Tuesday, March 29, 2016

Pigeon Loft Transformation

By: Patrick Szczecina
            This week will be another case study, however it will be taking a different aspect. Instead of transformation on the exterior of the structure, the transformations occur on the interior. The thesis that I have chosen is that of transformative architecture, which utilizes building movement (walls, rooms) to create new spaces.
            The owner of this unit is Christian Schallert, the architect is Barbara Appolloni with the help of Christian. The idea was to mimic the compartments inside a boat in order to save space. The unit is only 258 square feet, and went it is not in use it is an empty space. All of the furniture is hidden either in the walls or floor. This apartment has the bare necessities that a human needs to live; kitchen space, bed space, bathroom (shower), and dining / living space. All these spaces aren’t visible when one enters the unit, besides the shower which is in the open. Starting off the bed is located underneath the balcony when not in use are steps with some cushions, in which the homeowner rolls his bed out from. The stairs that led to the balcony now become bed side tables. The following is the kitchen which is located inside the wall, with one click spring-loaded door swings open. In the kitchen is double-burner, dishwasher, sink, countertop and microwave oven. Once the meal is prepped a dining room or a place to sit is needed, which comes from the opposite wall where a table (concrete) is folded out. A chair that is sitting around the room is used as well as the stairs to the balcony. The final piece, the bathroom, is located in the far corner behind a door, which when opened reveals a toilet and sink and the required space around.

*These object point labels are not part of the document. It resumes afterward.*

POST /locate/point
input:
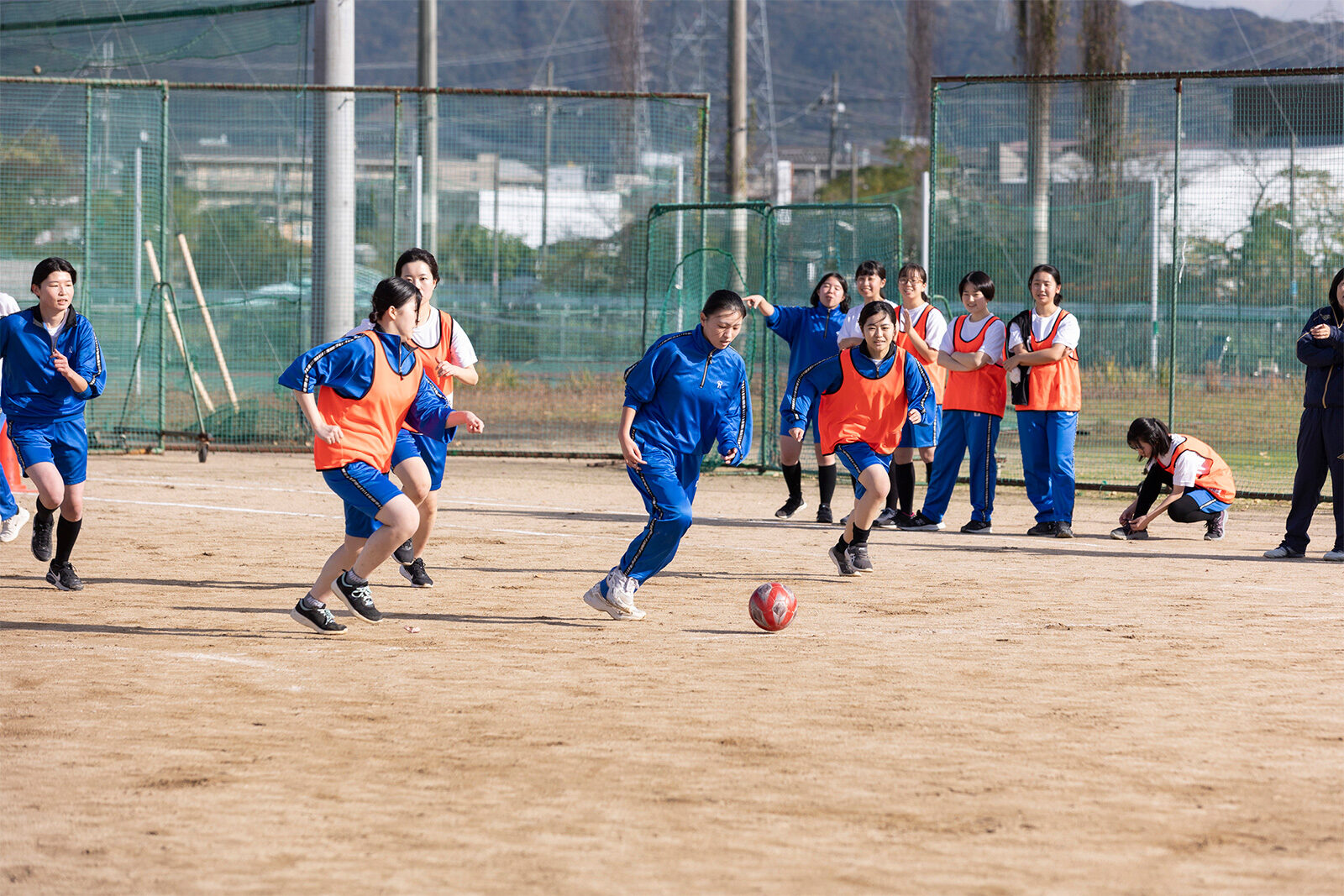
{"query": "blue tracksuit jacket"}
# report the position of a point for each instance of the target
(346, 365)
(31, 390)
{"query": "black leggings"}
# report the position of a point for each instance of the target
(1184, 510)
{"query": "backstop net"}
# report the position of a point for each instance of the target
(1195, 221)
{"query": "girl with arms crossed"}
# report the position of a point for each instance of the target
(811, 333)
(418, 459)
(1047, 423)
(864, 396)
(922, 328)
(53, 364)
(974, 409)
(687, 392)
(367, 385)
(1200, 483)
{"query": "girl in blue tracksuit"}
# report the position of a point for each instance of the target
(356, 392)
(687, 392)
(811, 333)
(864, 396)
(53, 364)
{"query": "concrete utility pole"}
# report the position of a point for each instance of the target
(333, 195)
(738, 129)
(429, 120)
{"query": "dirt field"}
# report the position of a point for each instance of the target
(981, 715)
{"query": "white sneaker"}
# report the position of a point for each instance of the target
(618, 604)
(10, 528)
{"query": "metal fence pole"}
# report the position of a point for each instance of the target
(1176, 259)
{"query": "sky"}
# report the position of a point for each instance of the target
(1285, 9)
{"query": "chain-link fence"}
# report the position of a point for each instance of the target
(535, 208)
(1196, 219)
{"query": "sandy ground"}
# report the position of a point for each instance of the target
(981, 715)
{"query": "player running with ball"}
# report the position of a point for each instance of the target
(687, 392)
(864, 396)
(356, 392)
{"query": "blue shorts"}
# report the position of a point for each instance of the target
(433, 452)
(857, 458)
(1206, 501)
(812, 421)
(64, 443)
(924, 434)
(365, 492)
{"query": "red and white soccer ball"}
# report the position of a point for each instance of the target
(772, 606)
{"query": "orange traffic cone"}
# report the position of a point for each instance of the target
(10, 461)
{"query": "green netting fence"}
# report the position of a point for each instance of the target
(539, 212)
(1196, 219)
(780, 251)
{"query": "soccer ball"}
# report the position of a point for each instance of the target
(772, 606)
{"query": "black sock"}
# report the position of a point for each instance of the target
(67, 531)
(904, 479)
(827, 483)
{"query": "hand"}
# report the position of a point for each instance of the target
(631, 452)
(328, 432)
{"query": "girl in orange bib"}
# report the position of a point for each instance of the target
(1200, 483)
(356, 392)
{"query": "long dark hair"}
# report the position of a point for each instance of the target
(844, 288)
(393, 291)
(1151, 430)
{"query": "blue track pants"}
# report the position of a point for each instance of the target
(1047, 461)
(964, 432)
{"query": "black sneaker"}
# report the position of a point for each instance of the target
(64, 577)
(414, 573)
(42, 537)
(320, 620)
(886, 519)
(358, 598)
(844, 566)
(859, 557)
(920, 523)
(1216, 526)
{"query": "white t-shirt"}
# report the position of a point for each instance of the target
(460, 349)
(994, 344)
(850, 329)
(1041, 328)
(1189, 465)
(7, 307)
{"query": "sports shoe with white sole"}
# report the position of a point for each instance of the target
(414, 573)
(358, 598)
(320, 620)
(11, 527)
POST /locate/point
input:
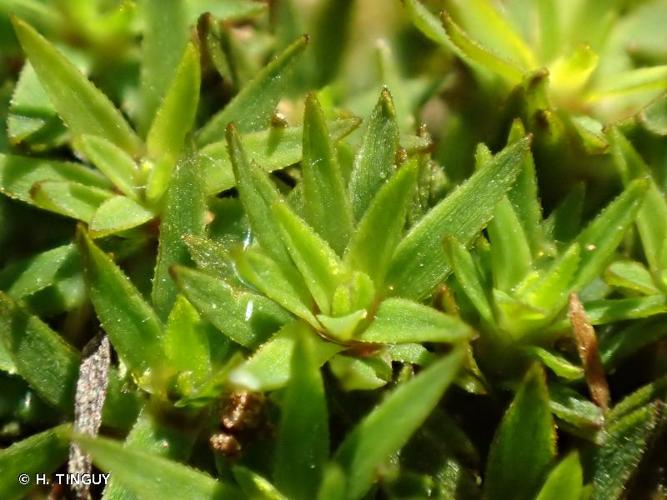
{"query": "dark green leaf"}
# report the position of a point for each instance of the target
(252, 107)
(303, 436)
(576, 410)
(118, 214)
(333, 484)
(563, 222)
(420, 263)
(176, 115)
(165, 36)
(652, 217)
(244, 317)
(131, 324)
(631, 275)
(625, 441)
(272, 149)
(321, 268)
(151, 433)
(112, 161)
(565, 481)
(280, 283)
(257, 194)
(525, 441)
(269, 367)
(403, 411)
(186, 341)
(184, 213)
(375, 159)
(361, 374)
(625, 342)
(32, 119)
(468, 277)
(33, 346)
(150, 476)
(524, 196)
(510, 251)
(399, 321)
(601, 237)
(479, 56)
(18, 174)
(69, 198)
(35, 273)
(380, 229)
(79, 103)
(326, 204)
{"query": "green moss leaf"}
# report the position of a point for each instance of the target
(39, 454)
(303, 435)
(118, 214)
(112, 161)
(176, 115)
(326, 204)
(37, 272)
(510, 252)
(468, 277)
(252, 107)
(420, 263)
(379, 231)
(272, 149)
(184, 213)
(479, 56)
(186, 341)
(244, 317)
(154, 434)
(82, 107)
(319, 265)
(333, 484)
(525, 441)
(565, 481)
(375, 159)
(33, 345)
(18, 175)
(32, 119)
(257, 194)
(71, 199)
(652, 216)
(600, 238)
(150, 476)
(165, 36)
(399, 321)
(404, 410)
(131, 324)
(280, 283)
(269, 367)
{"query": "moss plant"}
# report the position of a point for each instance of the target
(234, 263)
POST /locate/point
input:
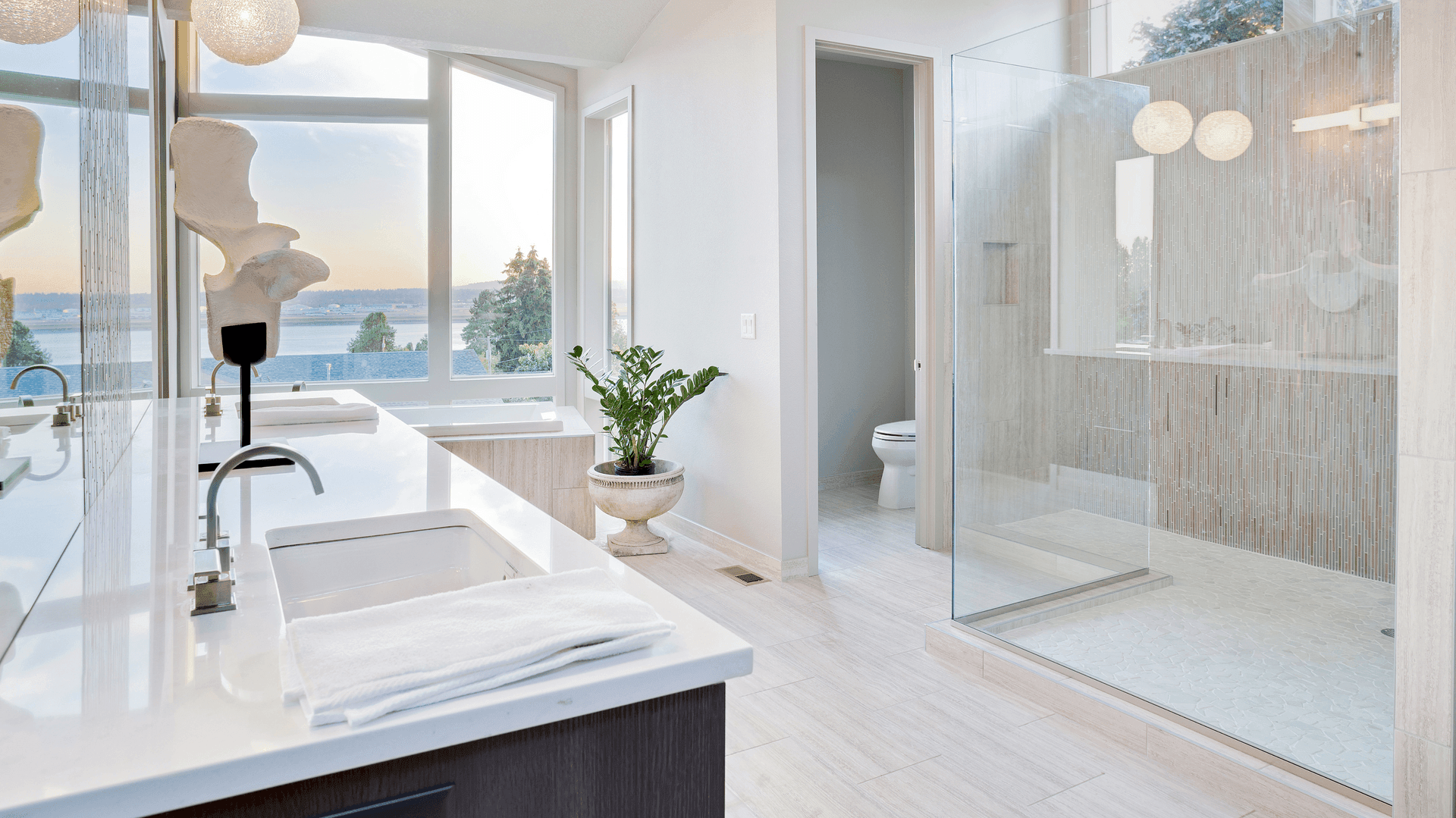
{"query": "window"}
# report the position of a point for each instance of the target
(378, 156)
(44, 256)
(607, 223)
(619, 230)
(501, 232)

 The purpose of this case study is to show that apartments don’t NEED all that space, it is preferred to have it in the means that people want it. It shows that one space can be utilized to create different activities in the space, in this instant it was sleeping, cooking and eating. The thesis will tend to follow these ideas of hidden spaces with open areas that can transform, however it will be at a slightly larger scale (room size).